Adam said my video PPT was hard to read and too long, so WRITE a summary.


What jQuery is all about in my opinion and in his own mind is two things: a better API and compatibility. These two things JQ did extremely well, and in the last era, they happened to be the two most painful points on the front end, so it worked.



However, in the mobile era, the API of the Web platform has greatly evolved, and there are new features of ES6, these new apis, I think the design level is far beyond JQ. The compatibility problem of mobile terminals is more complicated. The SHIV method created by JQ cannot take into account the adaptation requirements of mobile terminals. For example, the screen adaptation is so complicated:http://www.html-js.com/article/2589


One of the good things about Angular in recent years is that there is a growing emphasis on architecture on the front end. The main features of Angular, in my opinion, are directive’s ability to extend HTML syntax and the MVVM architecture, which was developed by Microsoft architects in 2005. I haven’t seen anything more than this, but Angular’s problems are obvious. One, it’s heavy, and two
Directive cannot be reused without Angular.



React Native, React Native,
GraphQL
JSX UI componentization Flux. In fact, every one of them has a lot of imagination. There are things that I’m excited about, like RN and theta
GraphQL
(although both are poorly implemented) represent extensions to the client side and the server side respectively, and there are things that I find completely rubbish, such as Flux, which I think is completely self-deceiving to just put all the coupling in the dispatcher in the form of similar events. In general, I think this system contains all kinds of NB ideas, but it is a little too closed. Fb wants too much. In fact, every point has not been done thoroughly, which makes me think that MY thoughts are very good. React has nothing to do with MVVM. It has no concept of bindings or commands.


Finally, little right’s Vue, which is a very pure IMPLEMENTATION of MVVM, replaces commands with events familiar to the front end and implements bidirectional binding. There are some implementation details, such as all of Model’s properties becoming getters/setters, that I have some questions about, but in general, I think it’s a natural extension of the Web-side implementation of MVVM. Compared to the first two, it is relatively lightweight, most importantly, it is single duty.



From an architectural point of view, the front end has gone through several eras, around 2005-2008, reuse basic ctrL-C CtrL-V, various special effects stand on the floor, focusing on “can achieve”, do not ask form; From 2008 to 2012, reuse is centralized, various frameworks, is all the need to reuse things into a file, anyway, PC traffic is also enough
In the end, jQuery won; Since 2012, NPM has put reuse on track (albeit with the bootstrapping of Common JS) and finally started to have a bit of a real UI architecture, following the path taken by MVC in ’79 and a few years to the client in decades.

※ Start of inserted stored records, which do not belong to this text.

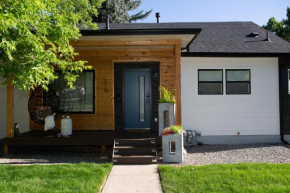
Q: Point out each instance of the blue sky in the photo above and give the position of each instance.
(258, 11)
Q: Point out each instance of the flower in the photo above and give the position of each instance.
(176, 129)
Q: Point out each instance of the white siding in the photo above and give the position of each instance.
(254, 114)
(21, 114)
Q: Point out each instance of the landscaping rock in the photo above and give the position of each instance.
(252, 153)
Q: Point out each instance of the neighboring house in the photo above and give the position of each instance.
(231, 81)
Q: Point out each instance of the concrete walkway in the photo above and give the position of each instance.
(132, 179)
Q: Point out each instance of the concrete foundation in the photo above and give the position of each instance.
(244, 139)
(172, 148)
(162, 108)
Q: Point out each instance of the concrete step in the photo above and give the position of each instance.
(135, 142)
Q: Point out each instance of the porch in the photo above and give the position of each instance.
(78, 138)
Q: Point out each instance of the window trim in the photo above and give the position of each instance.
(94, 96)
(249, 82)
(288, 85)
(198, 82)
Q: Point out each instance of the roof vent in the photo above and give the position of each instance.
(267, 37)
(157, 16)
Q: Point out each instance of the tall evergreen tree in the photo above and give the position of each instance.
(35, 39)
(118, 11)
(280, 28)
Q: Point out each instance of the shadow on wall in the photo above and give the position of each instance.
(218, 148)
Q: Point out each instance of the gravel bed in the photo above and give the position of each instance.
(252, 153)
(51, 155)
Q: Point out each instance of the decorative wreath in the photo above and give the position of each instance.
(42, 103)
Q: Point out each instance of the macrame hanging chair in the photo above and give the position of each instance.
(42, 100)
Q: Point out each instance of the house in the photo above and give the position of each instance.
(231, 81)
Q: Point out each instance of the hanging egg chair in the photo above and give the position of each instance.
(42, 103)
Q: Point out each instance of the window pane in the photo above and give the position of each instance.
(210, 88)
(238, 75)
(81, 99)
(289, 81)
(210, 75)
(238, 88)
(142, 98)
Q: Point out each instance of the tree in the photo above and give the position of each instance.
(118, 11)
(35, 39)
(280, 28)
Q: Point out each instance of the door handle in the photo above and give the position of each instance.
(119, 97)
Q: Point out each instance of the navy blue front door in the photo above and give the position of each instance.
(137, 99)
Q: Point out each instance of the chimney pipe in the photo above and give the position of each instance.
(157, 16)
(108, 22)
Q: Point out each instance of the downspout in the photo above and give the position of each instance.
(280, 104)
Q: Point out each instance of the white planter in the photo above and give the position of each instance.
(66, 126)
(162, 108)
(169, 153)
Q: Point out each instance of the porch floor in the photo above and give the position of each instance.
(78, 138)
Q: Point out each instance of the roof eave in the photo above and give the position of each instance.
(231, 54)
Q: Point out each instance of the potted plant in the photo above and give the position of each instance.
(166, 104)
(172, 144)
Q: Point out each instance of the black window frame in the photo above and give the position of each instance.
(94, 96)
(288, 85)
(222, 82)
(249, 82)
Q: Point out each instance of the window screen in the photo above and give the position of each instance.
(79, 100)
(210, 82)
(238, 82)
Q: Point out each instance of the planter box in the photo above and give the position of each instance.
(172, 148)
(162, 108)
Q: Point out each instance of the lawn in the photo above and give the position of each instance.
(261, 178)
(54, 178)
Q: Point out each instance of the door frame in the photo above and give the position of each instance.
(119, 110)
(123, 98)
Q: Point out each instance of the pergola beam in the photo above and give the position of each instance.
(9, 112)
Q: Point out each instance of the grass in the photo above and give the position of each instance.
(53, 178)
(261, 178)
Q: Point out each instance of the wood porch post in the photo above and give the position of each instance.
(9, 112)
(177, 48)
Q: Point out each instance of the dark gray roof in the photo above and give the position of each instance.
(219, 37)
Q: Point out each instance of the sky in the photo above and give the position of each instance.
(258, 11)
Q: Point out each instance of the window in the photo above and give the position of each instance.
(79, 100)
(238, 81)
(288, 81)
(210, 82)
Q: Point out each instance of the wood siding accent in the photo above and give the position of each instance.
(102, 60)
(284, 66)
(226, 115)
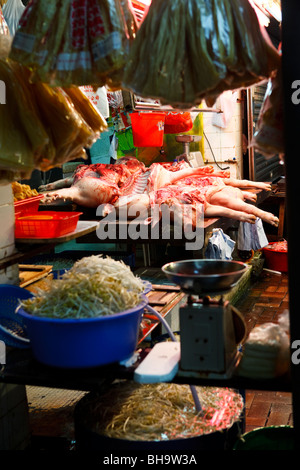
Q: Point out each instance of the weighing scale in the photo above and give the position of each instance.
(211, 329)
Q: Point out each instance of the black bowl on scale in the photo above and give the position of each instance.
(204, 276)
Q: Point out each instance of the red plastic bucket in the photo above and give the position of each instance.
(147, 129)
(276, 256)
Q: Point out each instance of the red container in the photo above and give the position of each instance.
(147, 129)
(30, 204)
(45, 224)
(276, 256)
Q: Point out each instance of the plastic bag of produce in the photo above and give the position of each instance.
(85, 107)
(69, 131)
(15, 148)
(40, 140)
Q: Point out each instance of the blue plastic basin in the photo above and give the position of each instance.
(86, 342)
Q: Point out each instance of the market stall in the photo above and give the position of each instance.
(142, 196)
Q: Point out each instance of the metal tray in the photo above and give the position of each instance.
(200, 276)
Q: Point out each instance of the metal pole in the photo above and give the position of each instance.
(250, 133)
(291, 73)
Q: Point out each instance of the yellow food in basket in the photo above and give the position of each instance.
(35, 217)
(22, 191)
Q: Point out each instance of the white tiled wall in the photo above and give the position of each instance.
(226, 142)
(8, 275)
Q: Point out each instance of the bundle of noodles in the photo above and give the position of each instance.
(159, 412)
(75, 43)
(68, 129)
(189, 50)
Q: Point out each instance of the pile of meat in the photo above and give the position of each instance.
(130, 183)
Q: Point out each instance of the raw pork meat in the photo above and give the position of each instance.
(129, 183)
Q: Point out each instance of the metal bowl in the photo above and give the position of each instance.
(200, 276)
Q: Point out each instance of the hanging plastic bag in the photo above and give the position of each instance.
(12, 11)
(268, 137)
(175, 123)
(186, 51)
(220, 246)
(67, 42)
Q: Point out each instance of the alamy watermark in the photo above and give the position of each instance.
(2, 353)
(162, 222)
(2, 92)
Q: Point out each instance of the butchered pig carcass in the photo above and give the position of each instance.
(130, 183)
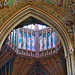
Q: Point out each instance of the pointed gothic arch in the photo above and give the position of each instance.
(41, 15)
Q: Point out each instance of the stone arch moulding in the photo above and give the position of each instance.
(43, 16)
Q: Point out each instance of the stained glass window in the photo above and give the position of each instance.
(24, 40)
(20, 40)
(29, 41)
(49, 40)
(33, 42)
(53, 39)
(40, 43)
(45, 41)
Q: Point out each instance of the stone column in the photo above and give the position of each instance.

Here are my thoughts on front-end architecture development:
1. MVVM is still the most advanced UI architecture so far, and all the so-called “innovations” so far are basically “naive” in my opinion.
2. I think the development of View layer itself has not received due attention. After all, data binding and architecture are for large applications and development efficiency, but I doubt that any company really needs “large” applications now. It can also be limited by the type of business, which is very rare in my current work, or even in the case of multiple updates to the model on the client side. As for development efficiency, theoretically it is true that a good architecture will improve development efficiency, but now many companies are not stuck in the development efficiency of writing code… You know.
3. 
The most promising UI components are the Web Component and React components,
Directive is basically out of the picture.
4. The expansion of front-end responsibilities, GraphQL and React Native respectively give a lot of room for imagination, but my intuition is that neither seems to be the final answer.


Conclusion: change may not live, the same affirmation of death.